Whats’ the deal with protein shakes?

Protein powders have been around for over 60 years now and people have been taking various forms of “recovery shakes” for even longer.

Arthur Saxon the famous strongman from the early 1900s who still holds a world record of 168kgs for the bent press had a ‘health drink’. It consisted of dark lager mixed with a whole egg and plenty of sugar. Possibly not the best workout shake, but it seemed to work for him.

Arthur Saxon

So what is the low down on protein shakes, do you even need them? Most advertising would lead you to believe without it you’ll be left in everyone’s dust. The Truth is though, protein is protein.

The most important thing for anyone who wants to look better is simple. Have less body-fat and more muscle in the right places.

To build muscle requires protein from one’s diet. Protein also helps you lose fat by keeping you fuller for longer. If you don’t consume enough protein, your body will break down its own protein down (your muscle) and use it as energy and for recovery.

Basically, eat protein if you are trying to building muscle or lose fat. In-fact especially when you trying to lose fat as a higher protein diet keeps you fuller.

The optimum amount of protein required for building muscle is about 0.8 grams per pound of bodyweight. So if you weigh 200lbs you need around 160 grams of protein a day. Some people recommend even higher amounts, but the research doesn’t support anything above 0.8 grams per pound of bodyweight.

Increasing protein intake without doing anything else also leads to a reduction in total calorie consumption and weight loss.
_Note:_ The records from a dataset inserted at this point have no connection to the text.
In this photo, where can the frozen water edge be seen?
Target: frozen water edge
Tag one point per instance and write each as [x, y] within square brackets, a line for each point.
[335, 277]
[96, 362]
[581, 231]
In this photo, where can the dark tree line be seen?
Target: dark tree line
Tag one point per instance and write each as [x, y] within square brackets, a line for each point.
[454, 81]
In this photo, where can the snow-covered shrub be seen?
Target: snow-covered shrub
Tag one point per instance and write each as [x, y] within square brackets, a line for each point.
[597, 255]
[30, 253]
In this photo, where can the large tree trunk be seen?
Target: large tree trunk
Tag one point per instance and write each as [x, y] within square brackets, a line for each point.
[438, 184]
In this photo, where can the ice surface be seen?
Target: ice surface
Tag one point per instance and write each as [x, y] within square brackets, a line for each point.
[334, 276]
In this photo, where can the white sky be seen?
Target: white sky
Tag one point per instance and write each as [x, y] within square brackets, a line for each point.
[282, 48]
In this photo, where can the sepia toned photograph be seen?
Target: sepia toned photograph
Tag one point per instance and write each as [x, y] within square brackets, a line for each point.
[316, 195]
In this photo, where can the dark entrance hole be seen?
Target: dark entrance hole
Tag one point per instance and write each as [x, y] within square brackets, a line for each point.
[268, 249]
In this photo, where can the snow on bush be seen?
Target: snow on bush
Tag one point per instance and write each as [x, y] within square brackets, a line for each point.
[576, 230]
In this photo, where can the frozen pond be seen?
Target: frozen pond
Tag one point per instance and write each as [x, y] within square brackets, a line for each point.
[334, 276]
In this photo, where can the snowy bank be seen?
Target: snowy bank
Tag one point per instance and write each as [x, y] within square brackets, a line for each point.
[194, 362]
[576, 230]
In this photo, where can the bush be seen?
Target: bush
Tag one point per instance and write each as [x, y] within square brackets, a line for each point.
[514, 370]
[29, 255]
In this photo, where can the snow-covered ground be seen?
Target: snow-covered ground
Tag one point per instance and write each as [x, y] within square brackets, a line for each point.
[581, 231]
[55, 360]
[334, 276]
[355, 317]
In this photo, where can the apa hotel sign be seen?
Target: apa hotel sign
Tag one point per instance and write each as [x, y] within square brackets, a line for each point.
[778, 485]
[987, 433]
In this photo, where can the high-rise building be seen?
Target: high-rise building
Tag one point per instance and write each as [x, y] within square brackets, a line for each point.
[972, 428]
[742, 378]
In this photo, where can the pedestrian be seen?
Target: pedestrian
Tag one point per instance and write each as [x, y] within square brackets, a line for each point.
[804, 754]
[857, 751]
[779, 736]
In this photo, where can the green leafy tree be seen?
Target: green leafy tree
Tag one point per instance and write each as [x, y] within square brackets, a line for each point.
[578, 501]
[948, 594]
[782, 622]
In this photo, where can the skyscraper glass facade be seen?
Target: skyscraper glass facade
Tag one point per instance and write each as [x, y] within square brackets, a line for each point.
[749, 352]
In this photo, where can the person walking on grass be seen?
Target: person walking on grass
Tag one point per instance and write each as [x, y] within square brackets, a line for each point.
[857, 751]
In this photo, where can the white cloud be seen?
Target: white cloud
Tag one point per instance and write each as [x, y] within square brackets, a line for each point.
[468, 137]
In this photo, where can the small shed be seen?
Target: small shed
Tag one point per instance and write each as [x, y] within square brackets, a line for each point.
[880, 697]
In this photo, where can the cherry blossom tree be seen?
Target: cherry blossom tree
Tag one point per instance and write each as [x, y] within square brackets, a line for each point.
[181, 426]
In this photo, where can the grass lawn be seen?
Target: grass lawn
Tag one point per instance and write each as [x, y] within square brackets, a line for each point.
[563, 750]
As long as this protein requirement is met, you’ll build muscle or maintain it while losing fat. Depending on your training and if you are in a calorie surplus or calorie deficit.

The key is meeting this requirement. Whether you use protein shakes or eat lots of high protein foods like meat, fish, eggs or dairy it doesn’t really matter. The end result will be the same.
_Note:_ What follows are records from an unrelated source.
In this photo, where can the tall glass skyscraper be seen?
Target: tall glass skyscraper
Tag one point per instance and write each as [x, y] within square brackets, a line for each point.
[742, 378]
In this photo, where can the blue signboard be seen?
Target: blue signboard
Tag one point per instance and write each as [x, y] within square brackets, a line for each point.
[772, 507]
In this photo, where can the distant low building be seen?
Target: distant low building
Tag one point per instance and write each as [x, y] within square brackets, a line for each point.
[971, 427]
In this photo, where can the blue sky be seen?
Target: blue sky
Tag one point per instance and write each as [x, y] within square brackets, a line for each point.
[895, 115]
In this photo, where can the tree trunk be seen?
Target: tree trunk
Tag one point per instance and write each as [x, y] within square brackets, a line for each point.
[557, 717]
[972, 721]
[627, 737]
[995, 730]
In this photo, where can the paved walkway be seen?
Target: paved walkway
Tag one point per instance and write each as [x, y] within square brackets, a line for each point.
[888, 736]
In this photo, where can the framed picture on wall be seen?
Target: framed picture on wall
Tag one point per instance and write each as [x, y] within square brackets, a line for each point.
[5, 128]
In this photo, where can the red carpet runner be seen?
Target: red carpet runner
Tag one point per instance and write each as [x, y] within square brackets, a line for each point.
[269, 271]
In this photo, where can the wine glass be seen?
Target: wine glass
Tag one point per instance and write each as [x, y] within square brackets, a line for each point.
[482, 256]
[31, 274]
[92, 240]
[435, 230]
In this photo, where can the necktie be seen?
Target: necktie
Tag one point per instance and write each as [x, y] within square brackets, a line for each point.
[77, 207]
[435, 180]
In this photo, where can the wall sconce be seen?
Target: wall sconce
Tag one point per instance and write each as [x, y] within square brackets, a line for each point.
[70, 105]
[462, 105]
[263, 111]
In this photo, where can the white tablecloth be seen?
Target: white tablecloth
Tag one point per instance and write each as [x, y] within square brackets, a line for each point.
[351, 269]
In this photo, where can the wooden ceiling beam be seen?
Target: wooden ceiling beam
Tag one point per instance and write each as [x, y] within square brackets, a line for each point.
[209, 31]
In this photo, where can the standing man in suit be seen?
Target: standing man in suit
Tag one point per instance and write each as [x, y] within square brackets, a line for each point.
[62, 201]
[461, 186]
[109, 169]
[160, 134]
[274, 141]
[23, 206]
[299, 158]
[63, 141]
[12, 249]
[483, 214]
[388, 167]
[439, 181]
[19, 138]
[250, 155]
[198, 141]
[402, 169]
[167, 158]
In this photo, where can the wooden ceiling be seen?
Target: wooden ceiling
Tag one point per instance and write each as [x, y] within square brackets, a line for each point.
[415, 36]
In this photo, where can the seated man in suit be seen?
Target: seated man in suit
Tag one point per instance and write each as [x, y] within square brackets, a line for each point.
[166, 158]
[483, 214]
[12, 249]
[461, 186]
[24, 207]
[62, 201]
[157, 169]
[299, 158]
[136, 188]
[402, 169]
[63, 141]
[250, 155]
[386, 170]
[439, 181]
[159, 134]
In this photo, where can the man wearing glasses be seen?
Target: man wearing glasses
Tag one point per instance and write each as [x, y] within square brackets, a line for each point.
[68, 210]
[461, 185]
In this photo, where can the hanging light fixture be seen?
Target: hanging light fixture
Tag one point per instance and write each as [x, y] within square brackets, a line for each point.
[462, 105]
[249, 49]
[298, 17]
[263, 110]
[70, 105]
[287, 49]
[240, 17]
Your body doesn’t utilise the protein from a protein powder any different to that of a chicken breast. Eventually, the body will break down all the protein you consume into amino acids (the building blocks of protein).

As long as you eat a complete protein source. This is one that has all the amino essential amino acids needed by the body, you’ll end up with the same result. All animal and dairy proteins are complete, most plant sources are not.

What does this mean for protein shakes? It simply means you should see protein shakes more like a chicken breast. Simply a source of protein, the only real difference between protein shakes and more traditional foods is convenience. E.g. it’s a lot easier to gulp down a protein shake when you’re busy than cook something.

If preparing and eating enough high protein foods is something you struggle with. Using protein shakes as a way to meet your daily requirement can be a fantastic option.

Protein shakes can also be very versatile and used to boost the protein content of foods like yoghurts and smoothies.

That’s all protein shakes are, nothing more, nothing less. That said if you think using a protein shake to help you hit your daily intake, I suggest going for a whey-based formula as it mixes really well into smoothies and yoghurts and unlike most vegetable protein powders is a complete protein.

If you are vegan I’d get a mixture of rice, pea and hemp as although all these foods are missing some of the essential amino acids our body needs added together, they form a complete protein source.

So do you take protein shakes and if so have they made a difference?